The first few matches we won easily enough but coming up to the final we had a practice game against Monaghan town. They beat us by sixteen goals and ten points to one point. Our manager, an early version of Jose Morinho decided we needed strengthening in the backs. I was told that Pat Lynch three years my senior and sprouting a beard and moustache would become Jimmy Deery playing in the half backs. Another recruit was Billy Mc Coy who had a barrel chest and delighted in chesting a dropping ball ten to twenty feet into another player's hands. I have never seen the technique repeated anywhere except in soccer with a well placed header. There were a few more imports who happened to be home on holidays from school or England. So when the 'under sixteen' team took the field it was just as well birth certificates were not required. By the looks of the opposition we were not the only ones acting up as it were.
During the match I had to pretend not to hear the boss, soccer again, blasting my performance from the sideline in some choice language, "Would you for***** sake waken up Jimmy Deery you are standing there like a ** duck in thunder" , Pat was having a bad game after been clattered by a big centre half who could have replaced Cian Healy on the Ireland rugby team. I fancied myself as being more like Johnny Sexton. I shuddered at another outburst and blest myself, just as well my saintly mother wasn't in the crowd.
Anyway, we won and we were taken to a local pub/restaurant where we were treated to sandwiches and the cup was filled up with fizzy orange. Pat Lynch/Deery and chesty Mc Coy and a few other senior men complained that it wasn't Guinness.
Ours was a small parish so at seventeen I was drafted into t senior Intermediate panel. I played in all run up matches but again missed the final, waiting in the subs.
Not being able to find work, except on the home farm I emigrated to England like so many young fellows and football took second place. I took to watching Aston Villa home games every second Saturday as I lived near the ground.

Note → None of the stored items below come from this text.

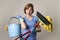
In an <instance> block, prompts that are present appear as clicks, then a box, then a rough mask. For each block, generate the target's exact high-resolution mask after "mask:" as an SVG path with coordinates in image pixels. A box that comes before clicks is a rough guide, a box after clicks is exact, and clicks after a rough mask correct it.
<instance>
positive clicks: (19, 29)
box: [8, 17, 21, 37]
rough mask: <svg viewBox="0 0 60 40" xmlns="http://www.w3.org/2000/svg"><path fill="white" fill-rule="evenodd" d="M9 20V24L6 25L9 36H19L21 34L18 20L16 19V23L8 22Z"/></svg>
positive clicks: (19, 20)
mask: <svg viewBox="0 0 60 40" xmlns="http://www.w3.org/2000/svg"><path fill="white" fill-rule="evenodd" d="M13 18H15V19H18V18H16V17H11V18H10V21H11V19H13ZM10 21H9V25H8V32H9V37H16V36H19V35H20V34H21V25H20V20H19V19H18V21H19V23H18V24H16V23H15V24H14V23H10Z"/></svg>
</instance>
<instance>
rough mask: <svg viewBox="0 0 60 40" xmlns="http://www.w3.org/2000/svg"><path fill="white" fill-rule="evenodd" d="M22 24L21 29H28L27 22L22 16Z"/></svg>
mask: <svg viewBox="0 0 60 40" xmlns="http://www.w3.org/2000/svg"><path fill="white" fill-rule="evenodd" d="M20 24H21V29H22V30H24V29H26V24H25V22H24V19H23V18H20Z"/></svg>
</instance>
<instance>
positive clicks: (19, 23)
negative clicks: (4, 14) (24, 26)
mask: <svg viewBox="0 0 60 40" xmlns="http://www.w3.org/2000/svg"><path fill="white" fill-rule="evenodd" d="M13 18H15V19H18V20H19V18H16V17H11V18H10V20H9V24H10V21H11V20H12V19H13ZM19 24H20V20H19Z"/></svg>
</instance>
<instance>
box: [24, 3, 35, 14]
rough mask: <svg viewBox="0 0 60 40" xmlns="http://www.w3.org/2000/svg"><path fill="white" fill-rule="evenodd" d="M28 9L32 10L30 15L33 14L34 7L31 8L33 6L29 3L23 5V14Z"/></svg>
mask: <svg viewBox="0 0 60 40" xmlns="http://www.w3.org/2000/svg"><path fill="white" fill-rule="evenodd" d="M29 7H31V8H32V13H33V12H34V6H33V4H31V3H28V4H27V5H25V7H24V13H25V14H26V9H28V8H29Z"/></svg>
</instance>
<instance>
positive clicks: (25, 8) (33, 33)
mask: <svg viewBox="0 0 60 40" xmlns="http://www.w3.org/2000/svg"><path fill="white" fill-rule="evenodd" d="M33 12H34V7H33V4H31V3H29V4H27V5H26V6H25V7H24V13H25V14H26V16H25V17H24V22H25V24H24V25H25V27H26V28H25V27H24V28H25V29H24V30H23V31H22V34H23V33H25V32H27V31H28V30H30V31H31V33H30V36H29V37H28V38H27V40H37V39H36V36H37V34H36V31H35V25H36V24H37V23H38V22H39V21H38V18H37V17H35V16H33V15H32V14H33ZM22 25H23V23H22ZM26 36H27V34H26V35H25V36H23V38H26Z"/></svg>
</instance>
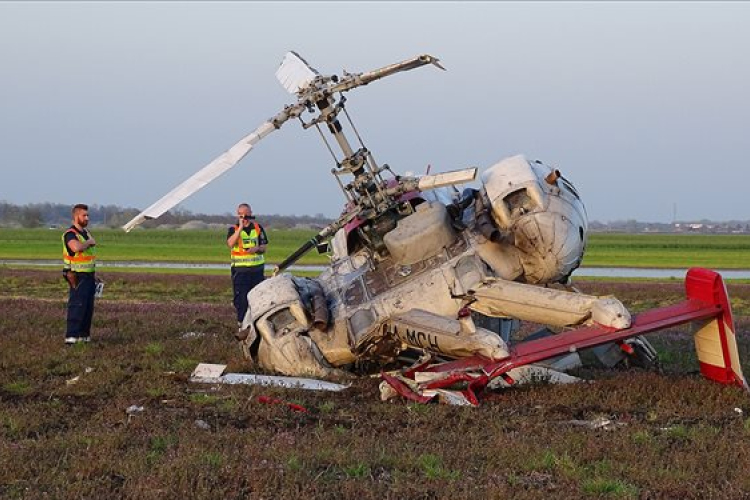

The skills of some of the great players including Peter Mc Parland from Newry and a Down county minor just amazed me, so later when I turned out for the hospital team I thought I could do the same thing. A heavy wet ball weighing about half a stone which I met head on put an end to that idea and landed me on my backside dazed for ten minutes, (no concussion checks at that time). My career thereafter fizzled out except on warm nights when my dreams are most vivid.
Oh, I'm sure you are wondering, did I score that goal? Of course I did because how else would Monaghan have won their first Sam Maguire, the first of six in a row as I recall just before my retirement in 23??